Berlin: Schnitzer fordert unausweichliche Erbschaftsteuer-Reform
Erbschaftsteuer-Reform unumgänglich
In Berlin betont Monika Schnitzer, Vorsitzende des Sachverständigenrats, dass eine Reform der Erbschaftsteuer zwingend notwendig sei. Der SPD-Vorschlag habe die Debatte neu entfacht, doch „klar ist: Eine Reform ist unausweichlich“, schreibt Schnitzer in einem Gastbeitrag für das Handelsblatt (Mittwochausgabe).
Das Bundesverfassungsgericht habe geltende Regelungen mehrfach beanstandet, zudem sei ein weiteres Verfahren anhängig.

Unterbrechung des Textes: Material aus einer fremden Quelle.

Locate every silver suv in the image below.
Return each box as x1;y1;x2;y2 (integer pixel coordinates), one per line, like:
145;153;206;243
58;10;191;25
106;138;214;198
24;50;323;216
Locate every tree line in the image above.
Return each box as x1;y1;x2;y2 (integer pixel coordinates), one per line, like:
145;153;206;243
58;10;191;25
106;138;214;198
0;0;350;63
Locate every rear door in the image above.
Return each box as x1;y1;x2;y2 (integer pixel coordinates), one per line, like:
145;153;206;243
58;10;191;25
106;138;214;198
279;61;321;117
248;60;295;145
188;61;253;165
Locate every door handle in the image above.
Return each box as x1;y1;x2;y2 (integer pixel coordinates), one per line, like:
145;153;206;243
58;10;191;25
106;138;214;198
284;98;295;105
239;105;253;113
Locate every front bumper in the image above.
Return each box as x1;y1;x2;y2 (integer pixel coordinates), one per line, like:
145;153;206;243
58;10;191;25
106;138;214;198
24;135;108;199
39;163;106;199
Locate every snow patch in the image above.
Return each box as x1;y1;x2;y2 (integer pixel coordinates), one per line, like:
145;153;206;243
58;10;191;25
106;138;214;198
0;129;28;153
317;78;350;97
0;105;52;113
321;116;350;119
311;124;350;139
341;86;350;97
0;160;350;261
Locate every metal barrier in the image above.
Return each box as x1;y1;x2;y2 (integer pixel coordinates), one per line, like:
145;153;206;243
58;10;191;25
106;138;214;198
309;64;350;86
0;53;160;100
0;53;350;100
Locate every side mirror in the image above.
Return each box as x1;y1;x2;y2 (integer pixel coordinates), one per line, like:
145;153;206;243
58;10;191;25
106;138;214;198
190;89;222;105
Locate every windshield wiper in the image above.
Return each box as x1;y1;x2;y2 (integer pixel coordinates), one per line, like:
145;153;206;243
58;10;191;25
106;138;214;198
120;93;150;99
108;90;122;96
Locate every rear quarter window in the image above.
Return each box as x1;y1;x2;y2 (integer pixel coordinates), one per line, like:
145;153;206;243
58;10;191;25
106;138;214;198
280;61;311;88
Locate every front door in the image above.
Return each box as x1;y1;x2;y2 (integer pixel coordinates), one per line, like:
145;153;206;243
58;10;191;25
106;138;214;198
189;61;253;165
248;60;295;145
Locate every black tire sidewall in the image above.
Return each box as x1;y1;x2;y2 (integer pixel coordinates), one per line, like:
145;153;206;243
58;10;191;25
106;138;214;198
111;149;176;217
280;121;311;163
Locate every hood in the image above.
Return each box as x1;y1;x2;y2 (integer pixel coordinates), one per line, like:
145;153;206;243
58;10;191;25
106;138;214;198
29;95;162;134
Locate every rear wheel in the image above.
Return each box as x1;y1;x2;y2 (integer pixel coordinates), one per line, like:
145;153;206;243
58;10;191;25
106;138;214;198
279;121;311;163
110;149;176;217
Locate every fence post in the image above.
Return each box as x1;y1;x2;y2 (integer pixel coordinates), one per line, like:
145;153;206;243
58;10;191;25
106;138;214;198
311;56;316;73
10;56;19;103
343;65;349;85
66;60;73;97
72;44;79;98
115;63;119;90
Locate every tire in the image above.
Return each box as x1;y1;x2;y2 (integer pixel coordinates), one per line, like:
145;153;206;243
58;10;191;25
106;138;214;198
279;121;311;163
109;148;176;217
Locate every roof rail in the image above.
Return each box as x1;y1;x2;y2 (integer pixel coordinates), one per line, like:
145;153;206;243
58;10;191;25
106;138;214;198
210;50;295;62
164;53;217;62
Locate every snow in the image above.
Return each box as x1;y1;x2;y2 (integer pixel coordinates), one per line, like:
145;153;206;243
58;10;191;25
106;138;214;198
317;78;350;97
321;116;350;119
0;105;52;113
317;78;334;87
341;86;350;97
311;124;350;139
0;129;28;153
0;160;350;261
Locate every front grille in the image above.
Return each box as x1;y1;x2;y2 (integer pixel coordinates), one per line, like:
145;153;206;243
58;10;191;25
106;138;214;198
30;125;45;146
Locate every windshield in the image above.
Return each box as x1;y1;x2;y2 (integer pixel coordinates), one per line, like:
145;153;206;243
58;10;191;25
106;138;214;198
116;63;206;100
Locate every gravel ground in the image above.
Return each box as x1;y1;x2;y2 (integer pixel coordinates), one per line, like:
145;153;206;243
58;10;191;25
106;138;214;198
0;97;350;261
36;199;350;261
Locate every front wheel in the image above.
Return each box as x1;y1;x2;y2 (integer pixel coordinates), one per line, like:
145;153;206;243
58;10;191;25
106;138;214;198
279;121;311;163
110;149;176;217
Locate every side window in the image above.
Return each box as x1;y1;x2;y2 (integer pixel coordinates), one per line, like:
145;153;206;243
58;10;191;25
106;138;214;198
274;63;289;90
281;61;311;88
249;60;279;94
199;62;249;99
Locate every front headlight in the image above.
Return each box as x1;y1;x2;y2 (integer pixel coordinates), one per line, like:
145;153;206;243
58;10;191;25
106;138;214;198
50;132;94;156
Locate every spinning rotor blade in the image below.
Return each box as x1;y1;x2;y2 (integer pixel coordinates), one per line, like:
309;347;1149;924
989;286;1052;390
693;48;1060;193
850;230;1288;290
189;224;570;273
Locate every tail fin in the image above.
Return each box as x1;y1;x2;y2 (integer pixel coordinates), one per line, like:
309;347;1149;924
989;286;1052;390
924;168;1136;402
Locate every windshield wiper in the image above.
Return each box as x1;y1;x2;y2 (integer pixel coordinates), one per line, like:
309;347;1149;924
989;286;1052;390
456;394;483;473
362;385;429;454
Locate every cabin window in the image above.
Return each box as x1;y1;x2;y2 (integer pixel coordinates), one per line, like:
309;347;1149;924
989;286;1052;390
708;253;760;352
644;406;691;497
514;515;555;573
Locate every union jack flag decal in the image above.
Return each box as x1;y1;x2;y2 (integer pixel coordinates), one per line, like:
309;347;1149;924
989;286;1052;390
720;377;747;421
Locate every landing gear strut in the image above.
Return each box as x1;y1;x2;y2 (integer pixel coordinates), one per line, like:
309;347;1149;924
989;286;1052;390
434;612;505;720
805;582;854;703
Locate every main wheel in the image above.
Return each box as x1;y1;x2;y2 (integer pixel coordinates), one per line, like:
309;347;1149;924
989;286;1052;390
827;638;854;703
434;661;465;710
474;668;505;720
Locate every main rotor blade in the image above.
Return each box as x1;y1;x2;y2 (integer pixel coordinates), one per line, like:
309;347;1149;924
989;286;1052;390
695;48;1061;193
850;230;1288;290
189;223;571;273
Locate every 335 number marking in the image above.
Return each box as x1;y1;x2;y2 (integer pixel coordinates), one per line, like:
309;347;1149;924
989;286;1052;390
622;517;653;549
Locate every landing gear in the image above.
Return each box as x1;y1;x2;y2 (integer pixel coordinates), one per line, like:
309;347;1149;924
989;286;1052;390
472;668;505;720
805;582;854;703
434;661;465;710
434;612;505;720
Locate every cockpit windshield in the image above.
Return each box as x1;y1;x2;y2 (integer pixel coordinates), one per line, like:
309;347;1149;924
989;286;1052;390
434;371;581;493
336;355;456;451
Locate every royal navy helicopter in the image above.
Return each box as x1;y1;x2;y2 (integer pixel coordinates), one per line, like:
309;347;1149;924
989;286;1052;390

Änderungen seien notwendig – „unabhängig von Konjunkturlage oder politischem Timing“.
Umverteilung und Praxis
Schnitzer kritisiert eine systematische Begünstigung großer Vermögensübertragungen, insbesondere von Betriebsvermögen. In Deutschland würden Erbschaften und Schenkungen „sehr ungleichmäßig besteuert“, schreibt sie. Während steuerpflichtige Übertragungen zwischen 100.000 und 200.000 Euro im Durchschnitt mit rund 13 Prozent belastet würden, liege der effektive Steuersatz bei sehr großen Vermögensübertragungen von mehr als 20 Millionen Euro bei nur etwa acht Prozent.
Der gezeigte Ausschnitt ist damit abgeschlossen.